I've this problem recently and in my case I'm using a linux 64bit SO and my android studio was in a ntfs disk. Since ntfs doesn't support executable permition the file fsnotifier64 was unable to execute and android-studio fallback into a compatibility mode that is much slower. The solution was copy the android-studio folder into my home folder that was ext4 and that way i was able to set permitions.
The indexing is triggered through inotify on Linux.
There is a limit to how many directories a single user can set watches on. If your project is large, then this limit may be exceeded, and Android Studio falls back to recursive scanning mode, which is very slow.

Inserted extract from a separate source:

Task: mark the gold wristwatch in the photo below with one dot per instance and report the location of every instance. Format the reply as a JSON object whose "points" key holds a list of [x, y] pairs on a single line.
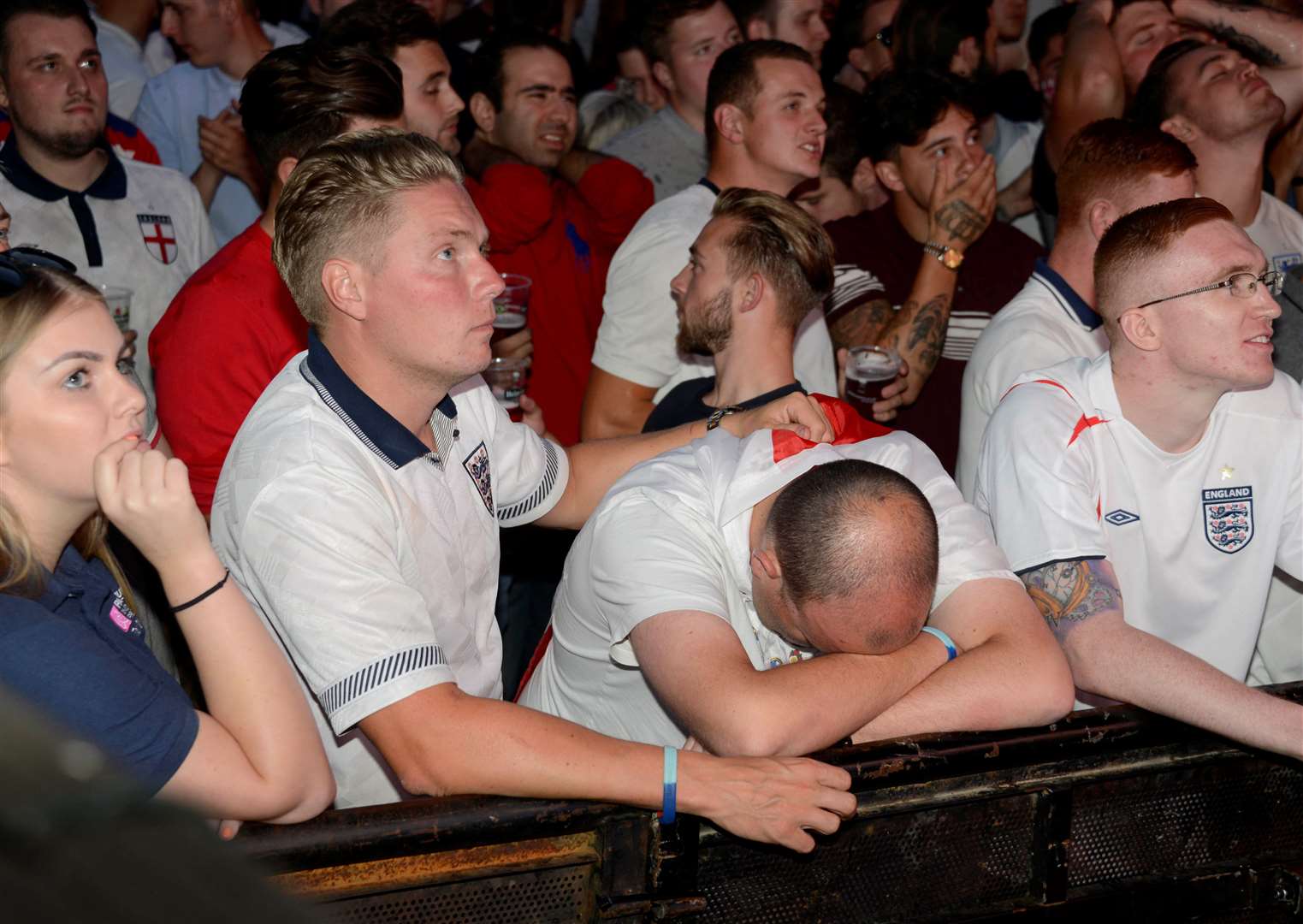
{"points": [[947, 257]]}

To fix this, add this line to /etc/sysctl.conf file:
# Increase the limit for Android Studio
`fs.inotify.max_user_watches = 500000`
I struggled with this issue for almost one hour, and after that found that this is the adb connection issue, you can disconnect your device once and stops all the working adb processes. This issue may get resolved.
I'm also facing this issue, I've tried almost all the methods mentioned in this post, but none of them worked. The only solution that worked for me is to upgrade Android Studio to 3.5(which is still a test version at the time of writing this answer).
This happens to me after updating the Android Gradle plugin version from (3.5.3)
to (3.6.2) and Gradle version from (5.4.1) to (5.6.4)
it solved after downgrading the plugin again
to change Android Gradle plugin version and Gradle version:
File > Project Structure > Project
In my case, it was a module circular dependency problem. It wouldn't show until I removed all the changes into all build.gradle files, then reopen it and apply the stash.